|Venture Capitalists Can’t Embrace Nanotechnology—Yet|
“It's challenging for VCs to wrap their arms around nanotechnology,” said Dykeman.
As the nanotech explosion continues, companies seeking investor support will have a lot to prove. Venture capitalists (VCs) want to see a return on investment—and most nanotechnology projects aren't anywhere near ready. Most are still in an academic setting.
In the last 10 years, VCs have funded fewer than 150 nanotechnology companies, according to Omar Amirana, MD, investment manager at Oxford Bioscience Partners (Boston).
“We're still in the infancy stages of the nanotechnology revolution,” said Amirana. “In the medical device world, I tend to think [of it as] a new process, but where's the product?”

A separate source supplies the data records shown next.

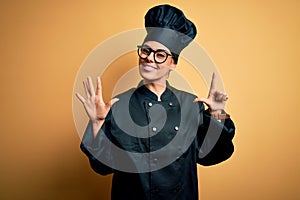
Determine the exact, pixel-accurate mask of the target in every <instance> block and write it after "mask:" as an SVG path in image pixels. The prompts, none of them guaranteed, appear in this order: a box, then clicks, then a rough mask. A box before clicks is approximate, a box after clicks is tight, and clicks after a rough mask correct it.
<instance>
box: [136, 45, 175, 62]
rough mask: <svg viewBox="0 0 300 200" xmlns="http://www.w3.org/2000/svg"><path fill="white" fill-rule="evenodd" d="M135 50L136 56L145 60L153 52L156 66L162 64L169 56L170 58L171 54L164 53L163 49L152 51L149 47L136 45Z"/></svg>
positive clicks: (154, 60) (164, 52) (168, 53)
mask: <svg viewBox="0 0 300 200" xmlns="http://www.w3.org/2000/svg"><path fill="white" fill-rule="evenodd" d="M137 48H138V49H137V52H138V55H139V57H140V58H141V59H146V58H147V57H148V56H149V55H150V54H151V53H152V52H153V53H154V61H155V63H158V64H161V63H164V62H165V61H166V60H167V59H168V57H169V56H171V57H172V54H169V53H168V52H166V50H163V49H157V50H153V49H151V48H150V47H147V46H142V45H138V46H137Z"/></svg>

A lot of VCs are afraid of nanotechnology, according to patent attorney David Dykeman, a lawyer at Greenberg Traurig LLP (Boston). VCs want to fund companies that have a product, and they don't want to fund science projects, he said. So many of them see nanotechnology as simply a technology in search of an application.

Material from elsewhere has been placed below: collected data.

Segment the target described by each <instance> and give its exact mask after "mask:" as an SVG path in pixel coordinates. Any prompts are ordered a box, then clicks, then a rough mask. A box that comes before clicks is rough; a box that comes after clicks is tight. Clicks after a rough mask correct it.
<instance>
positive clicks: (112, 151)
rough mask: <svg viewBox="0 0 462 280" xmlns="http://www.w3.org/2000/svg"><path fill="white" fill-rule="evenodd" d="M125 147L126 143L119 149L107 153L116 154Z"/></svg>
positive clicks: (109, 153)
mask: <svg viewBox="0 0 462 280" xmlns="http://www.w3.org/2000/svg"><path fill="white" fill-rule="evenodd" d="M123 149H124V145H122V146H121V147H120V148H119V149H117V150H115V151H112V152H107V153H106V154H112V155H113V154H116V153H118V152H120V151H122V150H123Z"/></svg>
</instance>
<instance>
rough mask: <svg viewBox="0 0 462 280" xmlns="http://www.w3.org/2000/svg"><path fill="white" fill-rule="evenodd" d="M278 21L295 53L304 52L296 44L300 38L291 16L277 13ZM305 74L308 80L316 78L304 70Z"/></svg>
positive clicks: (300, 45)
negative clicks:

“It is challenging for VCs to wrap their arms around nanotechnology, but the VCs who do are heavily invested,” said Dykeman. He and Amirana spoke at the Massachusetts Medical Device Industry Council's (MassMEDIC) Nanotech for Medtech conference in April.
VCs need to see the ability to make a technology profitable. The way to get them excited about nanotechnology is to take it out of academia and move it into the commercialization stage, advised Amirana.
Firms must have a strong plan when approaching a VC. They need to be prepared to talk about how they're going to position themselves in the market, how much money is necessary, and why that amount is needed.
He also cited how biotechnology and pharmaceutical companies have partnered with nanotechnology companies, rather than engaging in acquisitions. One instance is the agreement between Oxonica (Oxfordshire, UK) and Becton Dickinson (BD; Franklin Lakes, NJ). In that agreement, Oxonica licensed its nanoparticle tagging technology to BD to create clinical diagnostics.
Large, successful medical device companies aren't acquiring nanotechnology companies either, because many see the technology as an “expensive, incremental improvement,” said Amirana. Some manufacturers don't want to make product changes unless they feel threatened by competition, he said.
He used the example of a syringe application. Although needle injection can be traumatic, painful, imprecise, and dangerous for the patient, it's also a decades-old, accepted, easy, and inexpensive method, he explained. If a company were to introduce a nanotechnology aspect to the simple concept of a syringe, it would need to understand what it was trying to displace and why.
Although it's not quite there yet, Amirana said medical nanotechnology could become a VC “sweet spot.” He predicted the technology will grow through corporate partnerships, but warned that VCs will remain selective in their investments.